Many of his best films focus on class and economic inequalities, the injustices of everyday life, and the plight of the working classes, and the state of constant evolution the country found itself in ensured that as much as his work through the decades adapted and changed with the times, it remained as timely and relevant as ever.
He’s a distinctly British auteur who tells distinctly British stories, but one of his features was born from a global tragedy. Drawing its title from Robert Burns, 2004’s Ae Fond Kiss… stars Atta Yaqub and Eva Birthistle as Casim Khan and Roisin Hanlon, using their burgeoning relationship as the basis for a powerful romantic drama.
A love story unfolding in Glasgow, the young Muslim man and Irish Catholic woman encounter constant opposition to their entanglement, rooted deeply in their own upbringing and circumstances.
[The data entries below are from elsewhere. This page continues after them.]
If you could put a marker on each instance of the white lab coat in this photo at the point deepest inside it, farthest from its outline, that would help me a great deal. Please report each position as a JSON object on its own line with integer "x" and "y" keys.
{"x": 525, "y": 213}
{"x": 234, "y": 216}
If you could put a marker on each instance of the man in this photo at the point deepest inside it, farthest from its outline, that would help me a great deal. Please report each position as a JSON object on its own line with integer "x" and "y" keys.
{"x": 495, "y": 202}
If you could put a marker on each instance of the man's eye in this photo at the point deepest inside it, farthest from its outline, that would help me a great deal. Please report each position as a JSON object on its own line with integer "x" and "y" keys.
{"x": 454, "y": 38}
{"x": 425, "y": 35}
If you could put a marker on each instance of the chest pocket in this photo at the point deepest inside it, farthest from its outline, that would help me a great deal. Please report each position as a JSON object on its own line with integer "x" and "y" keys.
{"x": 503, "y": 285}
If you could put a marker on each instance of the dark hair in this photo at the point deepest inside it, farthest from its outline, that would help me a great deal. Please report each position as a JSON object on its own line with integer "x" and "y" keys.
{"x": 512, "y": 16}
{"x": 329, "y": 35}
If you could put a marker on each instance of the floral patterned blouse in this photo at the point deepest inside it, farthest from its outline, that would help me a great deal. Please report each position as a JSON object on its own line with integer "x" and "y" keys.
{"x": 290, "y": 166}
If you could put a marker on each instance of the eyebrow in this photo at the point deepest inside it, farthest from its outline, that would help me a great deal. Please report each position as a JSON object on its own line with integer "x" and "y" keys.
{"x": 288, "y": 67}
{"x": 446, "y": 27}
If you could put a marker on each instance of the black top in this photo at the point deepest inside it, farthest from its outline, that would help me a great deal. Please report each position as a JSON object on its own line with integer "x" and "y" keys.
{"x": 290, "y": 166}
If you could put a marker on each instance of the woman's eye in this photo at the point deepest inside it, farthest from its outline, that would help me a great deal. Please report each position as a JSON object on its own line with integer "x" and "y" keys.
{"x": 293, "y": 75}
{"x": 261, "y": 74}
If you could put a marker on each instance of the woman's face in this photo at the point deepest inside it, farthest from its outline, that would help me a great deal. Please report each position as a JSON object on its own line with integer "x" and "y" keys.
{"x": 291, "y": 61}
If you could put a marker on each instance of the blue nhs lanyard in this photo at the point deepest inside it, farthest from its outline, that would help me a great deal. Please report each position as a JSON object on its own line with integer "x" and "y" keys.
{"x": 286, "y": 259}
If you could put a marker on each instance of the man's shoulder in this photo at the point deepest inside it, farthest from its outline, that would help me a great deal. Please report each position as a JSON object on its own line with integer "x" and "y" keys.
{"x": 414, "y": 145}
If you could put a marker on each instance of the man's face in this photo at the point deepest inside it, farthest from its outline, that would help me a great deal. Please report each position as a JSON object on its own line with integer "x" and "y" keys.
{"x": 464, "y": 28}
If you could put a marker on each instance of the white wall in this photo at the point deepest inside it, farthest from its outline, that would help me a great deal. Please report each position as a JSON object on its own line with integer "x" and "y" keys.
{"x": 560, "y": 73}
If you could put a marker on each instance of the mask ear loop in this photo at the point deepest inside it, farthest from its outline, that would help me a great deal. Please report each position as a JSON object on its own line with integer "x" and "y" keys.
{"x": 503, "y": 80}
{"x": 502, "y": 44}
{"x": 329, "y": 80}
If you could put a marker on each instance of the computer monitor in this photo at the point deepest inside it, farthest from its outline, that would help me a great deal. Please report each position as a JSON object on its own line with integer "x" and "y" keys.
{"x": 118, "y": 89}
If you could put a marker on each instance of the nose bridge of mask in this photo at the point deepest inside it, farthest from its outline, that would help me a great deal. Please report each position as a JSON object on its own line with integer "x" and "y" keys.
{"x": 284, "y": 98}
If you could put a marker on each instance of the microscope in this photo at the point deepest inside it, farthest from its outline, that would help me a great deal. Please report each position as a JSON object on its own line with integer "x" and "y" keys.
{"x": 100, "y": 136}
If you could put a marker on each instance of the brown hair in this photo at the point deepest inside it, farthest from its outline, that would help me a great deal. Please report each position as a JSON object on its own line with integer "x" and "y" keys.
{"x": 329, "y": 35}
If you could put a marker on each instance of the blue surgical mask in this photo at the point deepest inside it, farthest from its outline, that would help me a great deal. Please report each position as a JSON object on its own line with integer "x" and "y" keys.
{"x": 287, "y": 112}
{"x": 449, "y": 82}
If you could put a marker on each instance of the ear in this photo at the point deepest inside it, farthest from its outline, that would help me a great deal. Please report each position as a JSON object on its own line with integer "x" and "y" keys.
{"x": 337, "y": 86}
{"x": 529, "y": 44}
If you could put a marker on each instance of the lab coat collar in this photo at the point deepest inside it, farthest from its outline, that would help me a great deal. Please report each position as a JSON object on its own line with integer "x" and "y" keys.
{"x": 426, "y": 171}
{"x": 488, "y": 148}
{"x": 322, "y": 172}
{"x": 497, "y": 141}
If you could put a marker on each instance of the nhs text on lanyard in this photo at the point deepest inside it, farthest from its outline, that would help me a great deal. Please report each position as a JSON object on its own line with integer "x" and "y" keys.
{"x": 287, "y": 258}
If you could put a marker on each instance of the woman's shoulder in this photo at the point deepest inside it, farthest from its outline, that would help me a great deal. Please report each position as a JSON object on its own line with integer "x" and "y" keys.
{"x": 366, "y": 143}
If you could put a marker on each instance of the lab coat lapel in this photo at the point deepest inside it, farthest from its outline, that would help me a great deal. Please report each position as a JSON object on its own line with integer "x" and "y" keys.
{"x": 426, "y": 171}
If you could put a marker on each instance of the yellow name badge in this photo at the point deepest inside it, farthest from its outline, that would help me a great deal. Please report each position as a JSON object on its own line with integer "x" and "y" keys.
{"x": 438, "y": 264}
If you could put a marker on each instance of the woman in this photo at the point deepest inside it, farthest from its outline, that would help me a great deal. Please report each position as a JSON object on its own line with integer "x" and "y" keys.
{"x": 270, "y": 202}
Casim turns his back on an arranged marriage and threatens to alienate his devout family by doing so, while teacher Roisin is refused a position at a school when a priest discovers the religious background of her paramour.
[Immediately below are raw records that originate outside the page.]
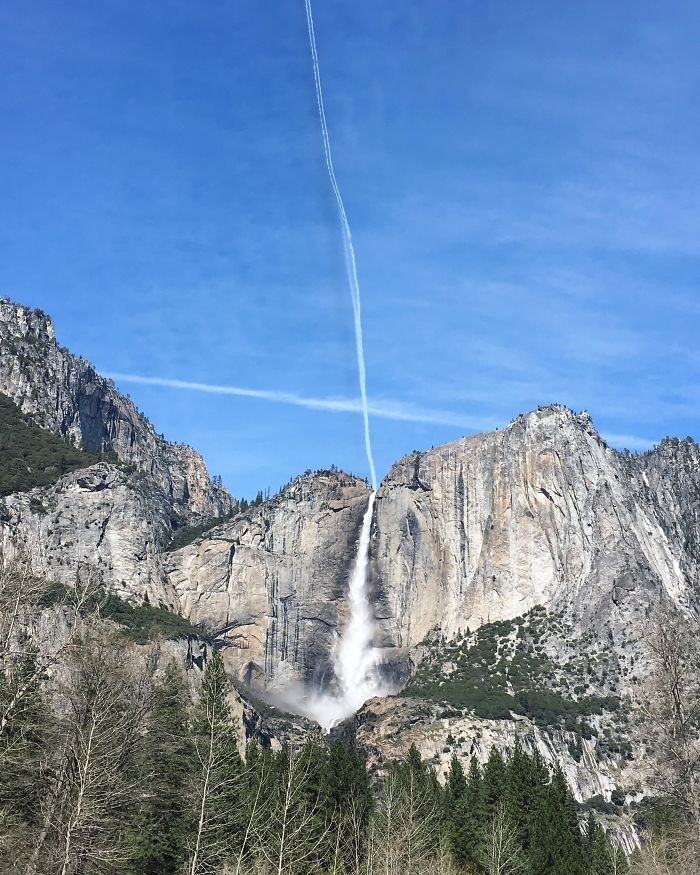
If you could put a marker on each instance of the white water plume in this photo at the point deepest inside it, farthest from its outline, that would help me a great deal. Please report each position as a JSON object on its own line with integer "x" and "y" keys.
{"x": 350, "y": 261}
{"x": 354, "y": 659}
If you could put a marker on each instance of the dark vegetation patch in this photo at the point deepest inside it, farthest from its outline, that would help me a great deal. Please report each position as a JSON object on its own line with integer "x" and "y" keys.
{"x": 32, "y": 456}
{"x": 139, "y": 623}
{"x": 503, "y": 669}
{"x": 142, "y": 623}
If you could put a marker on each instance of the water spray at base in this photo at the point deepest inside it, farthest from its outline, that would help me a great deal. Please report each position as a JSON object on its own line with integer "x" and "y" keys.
{"x": 355, "y": 659}
{"x": 350, "y": 261}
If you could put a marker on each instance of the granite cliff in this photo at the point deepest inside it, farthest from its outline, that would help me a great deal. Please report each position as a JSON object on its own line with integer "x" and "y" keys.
{"x": 513, "y": 573}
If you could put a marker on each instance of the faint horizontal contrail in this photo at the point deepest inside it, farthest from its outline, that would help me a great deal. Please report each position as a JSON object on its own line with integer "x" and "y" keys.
{"x": 396, "y": 410}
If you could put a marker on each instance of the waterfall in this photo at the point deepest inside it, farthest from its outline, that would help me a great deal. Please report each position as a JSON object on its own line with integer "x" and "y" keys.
{"x": 354, "y": 657}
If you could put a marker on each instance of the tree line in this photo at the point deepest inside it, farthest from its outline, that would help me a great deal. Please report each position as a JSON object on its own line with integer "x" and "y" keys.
{"x": 113, "y": 760}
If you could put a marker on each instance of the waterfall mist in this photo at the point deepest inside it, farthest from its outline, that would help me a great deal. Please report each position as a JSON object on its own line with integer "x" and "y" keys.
{"x": 355, "y": 659}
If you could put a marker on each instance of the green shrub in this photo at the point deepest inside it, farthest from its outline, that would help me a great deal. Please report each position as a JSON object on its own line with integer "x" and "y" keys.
{"x": 32, "y": 456}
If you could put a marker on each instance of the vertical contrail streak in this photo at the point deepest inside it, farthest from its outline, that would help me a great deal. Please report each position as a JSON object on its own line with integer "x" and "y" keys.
{"x": 350, "y": 262}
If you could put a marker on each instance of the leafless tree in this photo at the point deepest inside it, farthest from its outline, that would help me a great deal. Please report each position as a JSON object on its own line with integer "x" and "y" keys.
{"x": 667, "y": 853}
{"x": 294, "y": 831}
{"x": 501, "y": 853}
{"x": 91, "y": 782}
{"x": 28, "y": 648}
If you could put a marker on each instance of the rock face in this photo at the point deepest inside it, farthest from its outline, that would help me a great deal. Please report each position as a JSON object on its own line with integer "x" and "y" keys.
{"x": 540, "y": 513}
{"x": 272, "y": 582}
{"x": 64, "y": 394}
{"x": 114, "y": 518}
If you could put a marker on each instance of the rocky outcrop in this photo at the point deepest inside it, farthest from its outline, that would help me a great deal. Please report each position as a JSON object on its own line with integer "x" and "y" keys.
{"x": 387, "y": 728}
{"x": 66, "y": 395}
{"x": 542, "y": 512}
{"x": 105, "y": 521}
{"x": 271, "y": 583}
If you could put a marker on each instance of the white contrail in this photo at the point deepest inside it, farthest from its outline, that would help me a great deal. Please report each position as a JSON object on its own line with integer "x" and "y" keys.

It’s a story that reflected issues faced by many who’d found themselves in similar situations to the central couple, but as screenwriter Paul Laverty explained to the BBC, the impetus behind the script for Ae Fond Kiss… was a harrowing tragedy that occurred on the other side of the world.
“I suppose really it was coloured by September 11th,” he said. “I was actually in the States when that incident took place. It was amazing just seeing the propaganda and how it was covered. Right in the middle of it I got an email from a friend who’s Asian-Scottish. She told me of the experience of her nieces, how they were scared, frightened and touched by it.”
The scribe thought it would be “really fascinating to see how young adolescents in Glasgow, simply because they were Muslim, are somehow being targeted for something happening in the States.” It was an unsavoury by-product of a terrorist attack that reverberated across the globe, and placing that sense of otherness against the backdrop of a love story was Laverty’s inroad to Ae Fond Kiss…
On a micro level, the writer “thought it would be a really good idea to examine the experience of fellow Scots from a different background” after one of his friends – who’d lived in the country for years – told him they’d always feel like a stranger in their adopted home. As a result, that combination of an inbuilt outsider mentality and the after-effects of 9/11 coalesced in his mind to shape the story he wanted to tell.